Zentrales Thema von Moltmanns Denken war schon früh die globale ökologische Krise. Bis zuletzt meldete er sich zu aktuellen politischen Themen zu Wort. So regte er Ende 2021 ein jährliches Gedenken für Corona-Tote an. Sollten die Zehntausenden von Toten „nicht zu einem Volkstrauertag in jedem Jahr führen?“, erklärte er: „Wir gedenken doch auch der Kriegstoten.“ Weitere bekannte Werke Moltmanns sind „Der gekreuzigte Gott“ (1972) und „Kirche in der Kraft des Geistes“ (1975). Er war mit der feministischen Theologin Elisabeth Moltmann-Wendel verheiratet, die 2016 starb.

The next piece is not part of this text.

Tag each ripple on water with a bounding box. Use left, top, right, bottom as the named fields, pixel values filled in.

Die amtierende Ratsvorsitzende der Evangelischen Kirche in Deutschland (EKD), Kirsten Fehrs, würdigte Moltmann als „einmaliges Geschenk“ für die evangelische Kirche. Sein Tod berühre sie auch ganz persönlich. Der systematische Theologe habe philosophische Traditionen meisterhaft mit Gegenwartsthemen verbunden. Die Kirche verdanke Moltmann unendlich viel: „Ökumenische Herzensweite, eine gehörige Portion wissenschaftliche Radikalität, politische Courage und grenzenlose Hoffnung.“
„Ich selbst habe immer auch seine besondere Art bewundert, völlig unkompliziert in andere Kontexte zu gehen und in für ihn fremden Welten Theologie verständlich zu machen“, fügte die Hamburger Bischöfin hinzu: „Für mich ist er nicht nur darin ein Vorbild. Dass Gott uns mit offenen Armen aus der Zukunft entgegenkommt und im Leben, aber auch im Sterben gegenwärtig ist - dieser sein Hoffnungsglaube möge ihn bis zuletzt getragen haben.“
Moltmann wurde als Sohn einer kirchenfernen Lehrerfamilie am 8. April 1926 in Hamburg geboren und war zunächst Pfarrer in Bremen und danach Professor für Dogmengeschichte an der Kirchlichen Hochschule Wuppertal, ehe er 1963 nach Bonn berufen wurde. Von 1967 bis zu seiner Emeritierung 1994 lehrte er in Tübingen. Moltmann steht in einer Reihe mit großen theologischen Denkern wie Wolfhart Pannenberg (1928-2014), Johann Baptist Metz (1928-2019), Hans Küng (1928-2021) und Eberhard Jüngel (1934-2021).
Sein Erstlingswerk „Theologie der Hoffnung“ von 1964 galt damals als Aufbruch in der Theologie. Zwischen 1980 und 1995 legt er die Kernthemen christlicher Theologie in fünf Bänden neu aus: die Lehre von Gott, der Schöpfung, von Jesus Christus, vom Heiligen Geist (Pneumatologie) sowie der Lehre von den letzten Dingen im Leben jedes Menschen, der ganzen Welt und des Kosmos (Eschatologie).